Marketing Insights: Mortgage & Equity, Q1 2016

Financial Services Marketing Insights SeriesAs the market moves toward a purchase-based mix, some traditional mortgage companies are seeking growth outside the singular mortgage product set. To that end, Quicken Loans and Loan Depot recently took advantage of the success of peer-to-peer (P2P) lenders and started offering personal loans. The personal loan market has been steadily growing since it hit bottom in 2010 after the financial crisis, and the demand for these loans and the supply of capital has been growing stronger. It's difficult to predict how much longer this trend can continue; some P2P lenders have recently reported credit issues, which is likely less an industry issue and more a learning experience one.

Additionally, more lenders are starting to offer home equity loans, which we observed prior to the housing "bust," but nowhere near those levels. Broadening the product offering makes sense for the short term, but the secondary market for these products is not as liquid as the mortgage market, and there may come a time when the market tightens up... if that happens, these products can shut down overnight without reasonable access to capital. This will not be the case for banks that offer personal loans and home equity loans in part with deposits.

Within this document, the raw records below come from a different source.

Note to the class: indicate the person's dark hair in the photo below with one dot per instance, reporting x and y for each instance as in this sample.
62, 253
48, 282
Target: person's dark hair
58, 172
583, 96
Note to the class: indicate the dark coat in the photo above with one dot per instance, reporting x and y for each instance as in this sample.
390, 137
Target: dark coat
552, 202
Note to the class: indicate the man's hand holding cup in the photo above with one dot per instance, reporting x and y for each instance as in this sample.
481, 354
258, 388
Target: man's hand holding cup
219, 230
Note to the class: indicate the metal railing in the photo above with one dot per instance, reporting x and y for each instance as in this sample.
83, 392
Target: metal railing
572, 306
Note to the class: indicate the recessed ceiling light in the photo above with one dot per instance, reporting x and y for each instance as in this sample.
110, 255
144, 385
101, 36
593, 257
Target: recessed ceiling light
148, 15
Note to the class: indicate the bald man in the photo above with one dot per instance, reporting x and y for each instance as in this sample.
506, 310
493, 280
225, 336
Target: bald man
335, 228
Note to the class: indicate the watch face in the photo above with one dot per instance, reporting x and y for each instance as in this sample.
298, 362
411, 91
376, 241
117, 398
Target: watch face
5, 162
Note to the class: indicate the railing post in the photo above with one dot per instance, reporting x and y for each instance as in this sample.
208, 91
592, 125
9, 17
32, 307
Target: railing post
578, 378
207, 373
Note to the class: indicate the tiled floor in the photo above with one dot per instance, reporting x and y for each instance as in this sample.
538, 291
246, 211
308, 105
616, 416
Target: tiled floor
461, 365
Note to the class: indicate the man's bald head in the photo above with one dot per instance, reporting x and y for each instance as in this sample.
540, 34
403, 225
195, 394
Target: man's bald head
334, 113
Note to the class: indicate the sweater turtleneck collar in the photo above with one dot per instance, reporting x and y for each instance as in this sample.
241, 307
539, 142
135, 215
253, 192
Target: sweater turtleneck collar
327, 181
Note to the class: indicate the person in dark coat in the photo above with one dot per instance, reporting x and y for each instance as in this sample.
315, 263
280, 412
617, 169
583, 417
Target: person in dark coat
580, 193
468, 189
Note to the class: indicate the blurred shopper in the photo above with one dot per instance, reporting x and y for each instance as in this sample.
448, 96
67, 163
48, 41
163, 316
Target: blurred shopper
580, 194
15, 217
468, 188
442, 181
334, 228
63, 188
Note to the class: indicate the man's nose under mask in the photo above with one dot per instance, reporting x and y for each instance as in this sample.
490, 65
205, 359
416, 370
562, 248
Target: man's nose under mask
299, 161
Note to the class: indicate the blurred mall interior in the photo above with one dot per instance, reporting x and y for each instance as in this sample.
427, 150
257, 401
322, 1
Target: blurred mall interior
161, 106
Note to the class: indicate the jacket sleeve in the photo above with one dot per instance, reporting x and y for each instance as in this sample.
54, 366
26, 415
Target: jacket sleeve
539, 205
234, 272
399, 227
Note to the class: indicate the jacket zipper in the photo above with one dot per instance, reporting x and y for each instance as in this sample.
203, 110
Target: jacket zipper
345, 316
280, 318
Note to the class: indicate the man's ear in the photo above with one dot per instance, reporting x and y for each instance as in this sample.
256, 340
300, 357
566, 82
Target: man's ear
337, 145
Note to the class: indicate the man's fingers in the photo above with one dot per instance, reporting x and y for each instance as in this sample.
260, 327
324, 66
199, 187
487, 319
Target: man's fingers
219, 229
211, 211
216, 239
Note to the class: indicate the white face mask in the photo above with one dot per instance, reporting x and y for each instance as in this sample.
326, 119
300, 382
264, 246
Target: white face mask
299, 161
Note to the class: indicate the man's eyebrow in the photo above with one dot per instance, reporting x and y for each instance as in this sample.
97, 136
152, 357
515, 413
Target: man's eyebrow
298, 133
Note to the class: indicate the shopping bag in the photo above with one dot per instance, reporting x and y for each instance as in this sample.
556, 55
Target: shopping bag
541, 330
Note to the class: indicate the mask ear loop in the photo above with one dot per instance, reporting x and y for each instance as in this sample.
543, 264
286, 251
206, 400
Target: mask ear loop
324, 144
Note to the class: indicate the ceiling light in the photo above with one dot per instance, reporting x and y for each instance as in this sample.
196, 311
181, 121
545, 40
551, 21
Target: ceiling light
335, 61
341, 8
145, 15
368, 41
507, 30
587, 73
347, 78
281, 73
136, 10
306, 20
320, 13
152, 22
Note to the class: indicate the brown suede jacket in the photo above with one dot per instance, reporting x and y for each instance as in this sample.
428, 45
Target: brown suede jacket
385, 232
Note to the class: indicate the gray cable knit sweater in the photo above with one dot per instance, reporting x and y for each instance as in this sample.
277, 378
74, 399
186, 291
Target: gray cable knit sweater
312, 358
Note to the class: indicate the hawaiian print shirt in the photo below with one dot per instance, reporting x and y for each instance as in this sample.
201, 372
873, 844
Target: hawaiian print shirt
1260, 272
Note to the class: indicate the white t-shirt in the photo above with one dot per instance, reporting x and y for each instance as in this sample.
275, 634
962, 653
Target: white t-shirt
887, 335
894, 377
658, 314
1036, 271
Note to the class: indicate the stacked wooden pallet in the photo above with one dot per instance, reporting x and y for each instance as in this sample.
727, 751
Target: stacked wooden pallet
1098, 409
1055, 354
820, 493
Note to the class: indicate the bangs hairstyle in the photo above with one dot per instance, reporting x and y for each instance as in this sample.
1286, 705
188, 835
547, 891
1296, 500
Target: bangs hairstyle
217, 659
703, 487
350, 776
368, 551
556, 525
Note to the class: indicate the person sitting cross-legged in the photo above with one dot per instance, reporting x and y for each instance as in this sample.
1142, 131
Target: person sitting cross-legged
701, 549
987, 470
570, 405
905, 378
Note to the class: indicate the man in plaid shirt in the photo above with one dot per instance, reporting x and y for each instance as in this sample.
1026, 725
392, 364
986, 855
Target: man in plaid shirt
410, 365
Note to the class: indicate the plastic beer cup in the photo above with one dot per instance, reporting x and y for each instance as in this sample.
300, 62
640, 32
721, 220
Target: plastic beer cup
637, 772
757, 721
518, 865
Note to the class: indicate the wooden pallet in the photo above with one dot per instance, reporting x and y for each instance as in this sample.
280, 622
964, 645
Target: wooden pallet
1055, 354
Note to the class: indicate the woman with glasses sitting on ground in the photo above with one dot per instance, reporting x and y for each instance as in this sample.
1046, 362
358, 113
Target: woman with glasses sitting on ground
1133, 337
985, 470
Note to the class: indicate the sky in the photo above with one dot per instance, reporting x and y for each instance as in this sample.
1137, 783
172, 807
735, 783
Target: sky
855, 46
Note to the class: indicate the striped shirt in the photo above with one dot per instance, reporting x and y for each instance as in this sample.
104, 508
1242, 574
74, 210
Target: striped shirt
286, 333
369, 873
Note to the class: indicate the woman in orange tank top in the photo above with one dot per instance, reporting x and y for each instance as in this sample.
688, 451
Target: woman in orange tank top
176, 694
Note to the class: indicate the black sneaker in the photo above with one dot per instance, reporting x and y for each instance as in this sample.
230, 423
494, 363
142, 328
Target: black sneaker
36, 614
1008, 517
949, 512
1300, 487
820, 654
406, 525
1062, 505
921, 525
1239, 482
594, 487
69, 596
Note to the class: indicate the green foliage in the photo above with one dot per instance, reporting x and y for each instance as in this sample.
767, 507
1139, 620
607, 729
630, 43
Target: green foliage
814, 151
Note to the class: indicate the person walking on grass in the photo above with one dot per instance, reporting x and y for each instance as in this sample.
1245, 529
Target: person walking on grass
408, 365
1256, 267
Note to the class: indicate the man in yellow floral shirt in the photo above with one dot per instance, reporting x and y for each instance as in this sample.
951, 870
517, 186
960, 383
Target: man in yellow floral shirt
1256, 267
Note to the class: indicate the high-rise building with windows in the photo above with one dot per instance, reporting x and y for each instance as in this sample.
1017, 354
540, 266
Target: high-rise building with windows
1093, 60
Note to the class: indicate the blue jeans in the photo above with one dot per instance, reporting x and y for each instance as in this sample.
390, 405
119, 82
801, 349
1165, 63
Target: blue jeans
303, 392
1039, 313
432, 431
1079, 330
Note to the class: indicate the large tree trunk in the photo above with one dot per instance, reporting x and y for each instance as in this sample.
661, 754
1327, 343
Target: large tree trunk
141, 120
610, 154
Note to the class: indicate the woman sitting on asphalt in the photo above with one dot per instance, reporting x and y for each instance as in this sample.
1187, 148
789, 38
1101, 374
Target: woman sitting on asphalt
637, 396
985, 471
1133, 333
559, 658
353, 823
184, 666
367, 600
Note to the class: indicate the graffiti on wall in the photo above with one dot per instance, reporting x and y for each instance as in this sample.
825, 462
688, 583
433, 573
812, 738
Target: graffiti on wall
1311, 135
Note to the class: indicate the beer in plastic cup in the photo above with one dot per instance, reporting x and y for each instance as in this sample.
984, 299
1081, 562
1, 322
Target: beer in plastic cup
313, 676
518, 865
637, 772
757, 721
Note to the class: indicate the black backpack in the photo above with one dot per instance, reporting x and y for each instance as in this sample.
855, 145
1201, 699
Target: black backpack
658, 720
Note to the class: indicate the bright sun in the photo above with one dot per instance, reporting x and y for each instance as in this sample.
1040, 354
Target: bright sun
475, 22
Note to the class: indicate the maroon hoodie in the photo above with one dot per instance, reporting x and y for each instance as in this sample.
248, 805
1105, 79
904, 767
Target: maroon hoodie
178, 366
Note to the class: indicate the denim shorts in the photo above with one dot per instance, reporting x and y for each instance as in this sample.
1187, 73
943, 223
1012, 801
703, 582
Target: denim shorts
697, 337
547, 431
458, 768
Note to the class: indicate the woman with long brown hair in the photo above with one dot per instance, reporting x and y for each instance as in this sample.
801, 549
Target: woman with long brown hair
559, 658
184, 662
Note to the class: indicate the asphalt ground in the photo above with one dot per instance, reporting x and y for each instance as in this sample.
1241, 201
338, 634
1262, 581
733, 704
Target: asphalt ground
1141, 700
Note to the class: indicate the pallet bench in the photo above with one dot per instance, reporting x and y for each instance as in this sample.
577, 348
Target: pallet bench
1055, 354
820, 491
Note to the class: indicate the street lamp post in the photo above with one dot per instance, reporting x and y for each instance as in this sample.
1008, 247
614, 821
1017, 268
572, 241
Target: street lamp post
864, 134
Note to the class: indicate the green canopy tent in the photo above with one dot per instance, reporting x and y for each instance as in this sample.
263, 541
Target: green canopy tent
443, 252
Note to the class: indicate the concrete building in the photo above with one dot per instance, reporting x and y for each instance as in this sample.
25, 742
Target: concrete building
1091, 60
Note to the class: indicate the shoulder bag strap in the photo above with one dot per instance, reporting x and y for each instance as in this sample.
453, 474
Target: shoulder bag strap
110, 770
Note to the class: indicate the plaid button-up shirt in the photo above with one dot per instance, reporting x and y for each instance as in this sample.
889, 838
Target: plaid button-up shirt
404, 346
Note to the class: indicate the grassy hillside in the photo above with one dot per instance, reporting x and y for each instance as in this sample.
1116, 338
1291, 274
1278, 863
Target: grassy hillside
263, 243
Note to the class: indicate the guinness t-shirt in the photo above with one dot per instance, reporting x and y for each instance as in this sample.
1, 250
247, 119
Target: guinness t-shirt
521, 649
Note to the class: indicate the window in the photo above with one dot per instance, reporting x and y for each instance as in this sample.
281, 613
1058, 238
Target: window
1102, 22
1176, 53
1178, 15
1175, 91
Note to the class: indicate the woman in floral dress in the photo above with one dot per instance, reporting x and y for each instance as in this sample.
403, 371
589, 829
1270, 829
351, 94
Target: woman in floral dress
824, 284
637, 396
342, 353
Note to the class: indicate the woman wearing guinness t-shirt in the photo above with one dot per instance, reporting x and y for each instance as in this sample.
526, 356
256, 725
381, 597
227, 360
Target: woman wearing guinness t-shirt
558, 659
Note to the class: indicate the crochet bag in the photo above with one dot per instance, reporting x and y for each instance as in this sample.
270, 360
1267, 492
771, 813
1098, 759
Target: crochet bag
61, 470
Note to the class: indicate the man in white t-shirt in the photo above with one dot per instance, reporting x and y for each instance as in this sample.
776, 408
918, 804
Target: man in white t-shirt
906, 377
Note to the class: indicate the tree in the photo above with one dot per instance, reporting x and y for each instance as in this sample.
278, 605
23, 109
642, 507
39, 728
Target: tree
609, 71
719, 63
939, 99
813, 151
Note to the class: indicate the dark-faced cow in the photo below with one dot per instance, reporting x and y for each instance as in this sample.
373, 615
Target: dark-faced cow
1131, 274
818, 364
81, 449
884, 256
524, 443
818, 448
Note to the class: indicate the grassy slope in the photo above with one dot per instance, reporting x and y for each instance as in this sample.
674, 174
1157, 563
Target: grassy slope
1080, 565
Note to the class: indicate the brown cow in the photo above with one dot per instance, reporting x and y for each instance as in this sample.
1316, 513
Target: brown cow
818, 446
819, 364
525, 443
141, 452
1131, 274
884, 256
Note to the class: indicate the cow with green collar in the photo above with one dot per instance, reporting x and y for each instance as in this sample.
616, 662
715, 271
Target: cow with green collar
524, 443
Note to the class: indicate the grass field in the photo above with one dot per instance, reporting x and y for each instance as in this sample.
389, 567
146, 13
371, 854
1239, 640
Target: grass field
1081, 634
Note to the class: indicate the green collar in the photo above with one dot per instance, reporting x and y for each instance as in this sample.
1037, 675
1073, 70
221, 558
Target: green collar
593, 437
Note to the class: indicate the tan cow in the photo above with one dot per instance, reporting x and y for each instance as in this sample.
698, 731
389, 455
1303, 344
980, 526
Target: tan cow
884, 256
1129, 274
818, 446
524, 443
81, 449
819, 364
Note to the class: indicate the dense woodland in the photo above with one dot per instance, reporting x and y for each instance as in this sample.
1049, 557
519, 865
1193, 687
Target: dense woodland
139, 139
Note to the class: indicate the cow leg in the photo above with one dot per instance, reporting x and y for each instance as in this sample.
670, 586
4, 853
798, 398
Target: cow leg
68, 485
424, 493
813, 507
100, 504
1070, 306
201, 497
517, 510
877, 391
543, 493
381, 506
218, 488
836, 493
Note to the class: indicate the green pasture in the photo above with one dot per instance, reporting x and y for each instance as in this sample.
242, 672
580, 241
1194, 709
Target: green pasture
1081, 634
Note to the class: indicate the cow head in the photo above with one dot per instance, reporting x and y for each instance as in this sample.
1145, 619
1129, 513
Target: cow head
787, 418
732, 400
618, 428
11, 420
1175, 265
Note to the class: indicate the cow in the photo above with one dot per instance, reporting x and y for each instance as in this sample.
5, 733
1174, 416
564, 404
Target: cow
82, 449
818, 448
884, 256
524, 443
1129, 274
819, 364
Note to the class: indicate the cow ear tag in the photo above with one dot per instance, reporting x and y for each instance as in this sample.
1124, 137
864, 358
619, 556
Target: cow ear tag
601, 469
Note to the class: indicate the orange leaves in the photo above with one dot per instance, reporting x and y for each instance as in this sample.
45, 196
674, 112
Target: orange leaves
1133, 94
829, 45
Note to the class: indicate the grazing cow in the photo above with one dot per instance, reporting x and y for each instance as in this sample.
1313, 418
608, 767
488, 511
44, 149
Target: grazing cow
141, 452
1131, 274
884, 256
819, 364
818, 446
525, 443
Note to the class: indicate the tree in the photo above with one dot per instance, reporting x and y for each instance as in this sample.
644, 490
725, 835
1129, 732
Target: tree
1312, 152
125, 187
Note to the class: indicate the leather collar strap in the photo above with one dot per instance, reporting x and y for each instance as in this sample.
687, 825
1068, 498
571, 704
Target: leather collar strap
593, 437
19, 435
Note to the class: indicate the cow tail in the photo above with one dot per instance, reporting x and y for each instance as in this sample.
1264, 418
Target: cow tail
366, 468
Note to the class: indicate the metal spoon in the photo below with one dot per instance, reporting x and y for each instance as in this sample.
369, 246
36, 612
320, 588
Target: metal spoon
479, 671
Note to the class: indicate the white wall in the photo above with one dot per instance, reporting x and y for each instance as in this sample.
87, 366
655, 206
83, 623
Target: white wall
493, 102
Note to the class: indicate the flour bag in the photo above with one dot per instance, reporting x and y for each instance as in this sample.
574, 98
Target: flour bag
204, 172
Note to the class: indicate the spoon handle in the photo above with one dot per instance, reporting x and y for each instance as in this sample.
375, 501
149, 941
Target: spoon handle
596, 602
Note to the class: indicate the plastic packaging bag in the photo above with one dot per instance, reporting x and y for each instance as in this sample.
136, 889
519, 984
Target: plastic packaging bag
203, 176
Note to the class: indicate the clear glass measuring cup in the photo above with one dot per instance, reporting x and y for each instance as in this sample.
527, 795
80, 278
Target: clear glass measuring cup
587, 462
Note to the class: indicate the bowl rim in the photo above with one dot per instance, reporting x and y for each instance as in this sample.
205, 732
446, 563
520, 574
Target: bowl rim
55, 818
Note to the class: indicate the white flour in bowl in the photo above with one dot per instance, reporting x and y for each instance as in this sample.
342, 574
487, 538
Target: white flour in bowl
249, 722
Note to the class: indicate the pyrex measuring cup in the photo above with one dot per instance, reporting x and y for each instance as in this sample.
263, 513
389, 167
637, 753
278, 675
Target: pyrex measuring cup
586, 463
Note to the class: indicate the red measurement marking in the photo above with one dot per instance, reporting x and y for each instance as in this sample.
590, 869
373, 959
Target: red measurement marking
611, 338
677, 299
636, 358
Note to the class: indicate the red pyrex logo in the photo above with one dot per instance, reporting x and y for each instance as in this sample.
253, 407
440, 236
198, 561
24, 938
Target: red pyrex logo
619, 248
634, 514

For typical mortgage mono-lines, personal loans and home equity lending are not a long-term strategy unless they are on the bank path. For instance, consider what happened to the credit card mono-lines: they either disappeared (Providian) or became part of a bigger bank (Capital One). At the very least, these mortgage players should maintain the personal loan business as a small percentage of their overall business while staying focused on building their purchase mortgage experience to meet the expectations of millennials and new home buyer segments. Quicken seems to be doing well with both priorities with the recent launch of Rocket Mortgage. Conversely, it would be wise for the P2P lenders to consider broadening their product offering in the direction of the mortgage lending business. Moving in that direction, to a more stable and liquid market, seems to make sense for the long term.